Page MenuHomePhabricator

Document CirrusSearch schema
Closed, ResolvedPublic

Description

To make cloudelastic useful to developers they need to know what is actually in there. Document the schema somewhere (wikitech? mw.org?). This schema will also be useful documentation for the CirrusSearch dumps.

Information that should probably be included about each property:

  • What is this property?
  • Which ways is it analyzed?
  • How stable is it?

Likely we also need some documentation at a higher level than the individual properties. The various analysis chain variants that are applied (keyword, near_match, near_match_asciifolding, plain, prefix, prefix_asciifolding, trigram, etc) will need to be documented as well.

Event Timeline

Created a horrible first draft that lists most of the properties and provides a short description for the ones used across most wikis. We should figure out how we want to format this before going much further:

https://www.mediawiki.org/wiki/Extension:CirrusSearch/Schema

The documentation isn't amazing, but I feel like we need user feedback to improve it much. Will wait and see what people ask about and update with parts people are curious about.

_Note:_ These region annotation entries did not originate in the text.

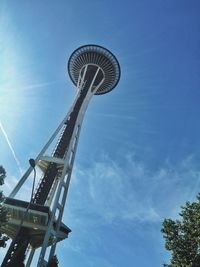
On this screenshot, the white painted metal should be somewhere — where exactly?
[37,65,104,267]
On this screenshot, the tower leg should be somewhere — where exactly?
[26,248,35,267]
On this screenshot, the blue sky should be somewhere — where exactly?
[0,0,200,267]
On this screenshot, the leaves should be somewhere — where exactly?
[161,194,200,267]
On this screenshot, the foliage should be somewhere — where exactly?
[161,193,200,267]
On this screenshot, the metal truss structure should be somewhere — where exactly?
[0,45,120,267]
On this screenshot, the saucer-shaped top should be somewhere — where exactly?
[68,45,121,95]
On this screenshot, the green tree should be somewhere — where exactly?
[161,193,200,267]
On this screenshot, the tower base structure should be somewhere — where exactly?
[0,45,120,267]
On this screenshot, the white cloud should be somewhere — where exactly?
[68,155,200,227]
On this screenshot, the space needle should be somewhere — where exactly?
[0,44,120,267]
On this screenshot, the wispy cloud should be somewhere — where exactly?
[0,121,23,174]
[66,155,200,229]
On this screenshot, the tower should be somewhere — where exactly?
[0,45,120,267]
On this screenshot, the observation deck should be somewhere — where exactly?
[68,45,121,95]
[0,198,71,248]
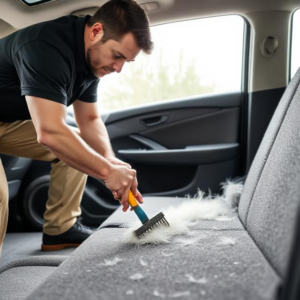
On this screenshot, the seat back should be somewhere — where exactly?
[239,69,300,277]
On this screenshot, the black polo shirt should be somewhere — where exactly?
[0,16,99,122]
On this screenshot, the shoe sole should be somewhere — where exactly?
[41,244,80,251]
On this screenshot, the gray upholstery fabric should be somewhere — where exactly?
[239,70,300,276]
[0,255,66,274]
[239,69,300,226]
[100,197,244,229]
[28,228,279,300]
[246,81,300,276]
[0,266,57,300]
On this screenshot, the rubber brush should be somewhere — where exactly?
[128,191,170,238]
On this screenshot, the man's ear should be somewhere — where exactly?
[89,23,104,44]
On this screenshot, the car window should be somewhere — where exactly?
[290,9,300,78]
[98,15,245,112]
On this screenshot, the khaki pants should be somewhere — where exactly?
[0,120,87,255]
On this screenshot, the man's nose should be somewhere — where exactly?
[113,60,125,73]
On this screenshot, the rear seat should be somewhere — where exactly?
[0,70,300,300]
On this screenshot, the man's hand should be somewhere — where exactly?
[104,165,143,212]
[105,156,131,169]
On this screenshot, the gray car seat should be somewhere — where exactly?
[0,70,300,300]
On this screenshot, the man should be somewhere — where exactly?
[0,0,152,254]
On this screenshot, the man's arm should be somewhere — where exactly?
[26,96,137,211]
[73,100,143,203]
[73,100,115,158]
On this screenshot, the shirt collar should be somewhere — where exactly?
[75,15,98,79]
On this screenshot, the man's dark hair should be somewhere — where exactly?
[87,0,153,54]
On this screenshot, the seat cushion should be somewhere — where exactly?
[100,197,244,229]
[0,266,57,300]
[28,228,280,300]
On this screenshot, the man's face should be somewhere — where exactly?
[86,33,141,78]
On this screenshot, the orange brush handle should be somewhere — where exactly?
[128,191,138,207]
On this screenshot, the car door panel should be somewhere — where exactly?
[106,93,242,196]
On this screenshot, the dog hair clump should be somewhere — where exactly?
[185,274,207,284]
[129,273,144,280]
[100,256,123,266]
[124,181,243,246]
[153,290,166,298]
[217,236,236,246]
[169,291,191,298]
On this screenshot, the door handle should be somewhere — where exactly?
[141,115,168,127]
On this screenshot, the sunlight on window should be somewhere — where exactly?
[98,16,244,112]
[290,9,300,78]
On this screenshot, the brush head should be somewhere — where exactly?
[135,213,170,238]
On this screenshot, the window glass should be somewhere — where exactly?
[98,16,244,112]
[290,9,300,78]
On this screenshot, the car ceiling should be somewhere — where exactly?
[0,0,300,37]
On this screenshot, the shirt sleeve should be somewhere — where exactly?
[78,79,100,103]
[14,40,71,105]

https://meta.wikimedia.org/wiki/Data_dumps/Misc_dumps_format#Cirrus_search_index_dumps This is kind of pulled out of my *ss but might be worth stealing some of it. I needed it for documenting the dumps formats.

https://meta.wikimedia.org/wiki/Data_dumps/Misc_dumps_format#Cirrus_search_index_dumps This is kind of pulled out of my *ss but might be worth stealing some of it. I needed it for documenting the dumps formats.

Thanks! I made some minor corrections. I suppose I could also add a link to wikitech Extension:CirrusSearch/Schema?

Thanks!

Sure, just add it right before the sample excerpt, as we do for the content translation dumps section.

Krinkle removed a subscriber: Krinkle.May 27 2019, 6:10 PM
debt closed this task as Resolved.May 28 2019, 11:53 PM